Лежа на матраце, набитом гнилой соломой, он искал удобную, покойную позу. Когда-то, в детстве, он любил спать, зажав руки между колен, и теперь он лежал в этой позе, стараясь не шевелить ногами — тяжесть колодок стала ему привычной, но цепь тревожно позванивала при малейшем движении. Он старался забыть о себе, но это плохо удавалось, и нежданная дрожь то и дело прокатывалась по его крепкому телу, не желающему умирать.
Он потерял счет времени, и как-то, вынырнув из вязкой дремы, с пронзительной ясностью представил, что уже
все! Сейчас придут прислужники Одиннадцати тюремных архонтов и подадут ему чашу с ядом. Жизнь кончена — они идут! Впечатлительный Мидий даже услышал глухие шаги за дверью и бухающие, как в бочке, голоса. Ожидание было настолько острым, что, если бы дверь действительно открылась, резанув по сердцу скрежещущим звуком, Мидий потерял бы сознание.Более всего узника раздражала крыса. Стоило ему чуть затаиться, как она выбиралась из своей норы и начинала шарить рядом, подбирать крошки. Скрипя зубами, он вставал и отпугивал крысу, но она была не из пугливых — убегала ненадолго. Почему она так раздражала? Может быть, потому, что его пугала и отталкивала такая картина: он лежит, бездыханный, на матраце, а живая крыса бродит невдалеке, безбоязненно собирает крошки, а потом, осмелев, обнюхивает его лицо… Он решил найти ее нору и завалить.
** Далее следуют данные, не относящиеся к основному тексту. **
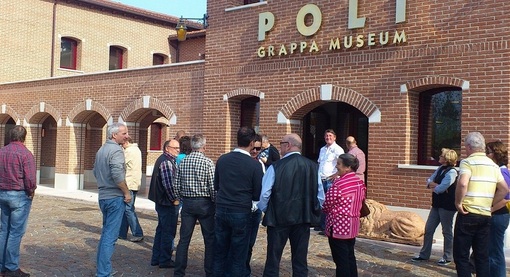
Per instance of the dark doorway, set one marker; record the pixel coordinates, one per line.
(8, 127)
(343, 118)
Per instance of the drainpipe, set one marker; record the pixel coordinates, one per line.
(52, 67)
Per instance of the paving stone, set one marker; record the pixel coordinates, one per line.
(62, 237)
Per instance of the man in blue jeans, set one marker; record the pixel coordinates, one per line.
(195, 188)
(113, 194)
(480, 185)
(328, 156)
(133, 158)
(237, 188)
(17, 187)
(162, 193)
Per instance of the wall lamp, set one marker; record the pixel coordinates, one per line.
(182, 30)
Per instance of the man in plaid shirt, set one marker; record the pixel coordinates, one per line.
(17, 187)
(195, 187)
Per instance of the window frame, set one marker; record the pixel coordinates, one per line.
(159, 55)
(119, 51)
(428, 148)
(74, 53)
(156, 145)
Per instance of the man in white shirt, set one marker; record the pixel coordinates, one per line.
(327, 166)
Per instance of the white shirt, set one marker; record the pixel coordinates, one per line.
(327, 159)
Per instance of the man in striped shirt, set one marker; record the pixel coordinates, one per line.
(195, 186)
(17, 188)
(479, 186)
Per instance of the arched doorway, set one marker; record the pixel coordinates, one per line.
(7, 128)
(343, 118)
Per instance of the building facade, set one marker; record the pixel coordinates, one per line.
(405, 77)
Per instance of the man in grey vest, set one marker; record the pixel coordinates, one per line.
(113, 193)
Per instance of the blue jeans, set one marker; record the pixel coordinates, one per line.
(471, 230)
(342, 251)
(299, 236)
(15, 207)
(436, 216)
(130, 219)
(232, 233)
(193, 209)
(326, 184)
(254, 229)
(165, 234)
(499, 223)
(113, 210)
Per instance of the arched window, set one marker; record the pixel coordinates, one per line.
(158, 59)
(440, 112)
(155, 136)
(68, 53)
(250, 112)
(116, 58)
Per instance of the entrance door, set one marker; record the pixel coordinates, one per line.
(343, 118)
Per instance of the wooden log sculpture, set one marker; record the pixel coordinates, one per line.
(394, 226)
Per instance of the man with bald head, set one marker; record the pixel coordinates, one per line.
(354, 150)
(162, 193)
(291, 197)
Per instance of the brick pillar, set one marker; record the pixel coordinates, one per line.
(69, 160)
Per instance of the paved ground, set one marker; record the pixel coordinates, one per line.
(63, 233)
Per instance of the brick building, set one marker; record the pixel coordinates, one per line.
(404, 77)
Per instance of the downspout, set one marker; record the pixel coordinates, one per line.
(175, 45)
(53, 27)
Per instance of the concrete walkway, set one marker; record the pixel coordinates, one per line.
(64, 229)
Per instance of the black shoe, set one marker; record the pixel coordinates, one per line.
(418, 259)
(171, 264)
(16, 273)
(136, 239)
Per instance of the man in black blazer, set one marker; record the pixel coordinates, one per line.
(292, 196)
(238, 181)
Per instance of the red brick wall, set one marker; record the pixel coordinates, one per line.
(448, 43)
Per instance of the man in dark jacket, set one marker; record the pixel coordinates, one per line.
(237, 187)
(291, 197)
(162, 192)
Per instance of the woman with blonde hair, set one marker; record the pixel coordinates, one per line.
(442, 184)
(500, 218)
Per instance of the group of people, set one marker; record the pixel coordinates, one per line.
(228, 200)
(478, 193)
(229, 197)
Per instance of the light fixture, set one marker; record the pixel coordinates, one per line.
(182, 30)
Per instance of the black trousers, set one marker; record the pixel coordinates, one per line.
(342, 251)
(299, 236)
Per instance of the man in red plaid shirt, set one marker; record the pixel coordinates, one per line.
(17, 187)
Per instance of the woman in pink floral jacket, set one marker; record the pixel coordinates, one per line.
(342, 208)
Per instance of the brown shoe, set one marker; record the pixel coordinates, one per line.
(16, 273)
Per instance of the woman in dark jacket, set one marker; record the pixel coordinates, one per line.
(441, 183)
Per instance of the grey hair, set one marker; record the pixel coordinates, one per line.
(113, 129)
(476, 141)
(197, 141)
(295, 141)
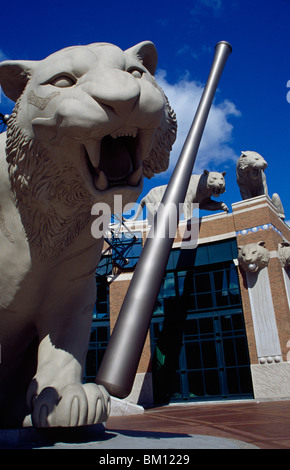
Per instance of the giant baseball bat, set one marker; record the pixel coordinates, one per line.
(120, 362)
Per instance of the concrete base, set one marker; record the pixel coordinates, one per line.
(96, 437)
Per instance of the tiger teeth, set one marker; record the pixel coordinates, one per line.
(125, 132)
(93, 149)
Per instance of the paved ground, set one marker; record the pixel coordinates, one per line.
(265, 424)
(238, 425)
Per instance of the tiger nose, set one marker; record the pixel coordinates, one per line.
(120, 92)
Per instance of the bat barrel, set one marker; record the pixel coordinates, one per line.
(120, 362)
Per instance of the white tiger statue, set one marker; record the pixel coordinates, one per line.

Ползая на коленях в кромешной темноте, он наконец обнаружил крысиный ход. Долго искал подходящий кусок камня, нашел его и, глубоко засунув в нору, присыпал землей. Но у крысы, был, наверное, другой ход, и она вскоре как ни в чем не бывало рыскала у стола. Тогда Мидий решил оставить, крысу в покое и, чтобы не слышать ее возни, залепил уши хлебным мякишем. Он не ждал ни жены, ни друзей — все оставили его, только жена дважды передавала с рабами вино и пищу — да он и не хотел прихода близких людей. К чему эти встречи! Живые напоминают о живом. А сейчас ему нужно забыться…
Почему-то все время хотелось есть, и приближение смерти, как ни странно, не лишало его обычной прихотливости — он замечал, что рыба хорошо провялена, а пшеничным пирогам чуть не хватает соли. Ему нравилось дешевое фракийское вино, однако он жалел, что вино слишком разбавлено — «Подходящее питье для лягушек!». Теперь ему пришлось бы по душе крепкое, неразбавленное. Когда последняя фляжка опорожнилась, Мидия начала мучить жажда. Он знал, что в ямке, возле влажной стены, есть вода, но в голове мелькнула мысль, что оттуда может пить крыса, и желание прильнуть к земляной лунке пропало.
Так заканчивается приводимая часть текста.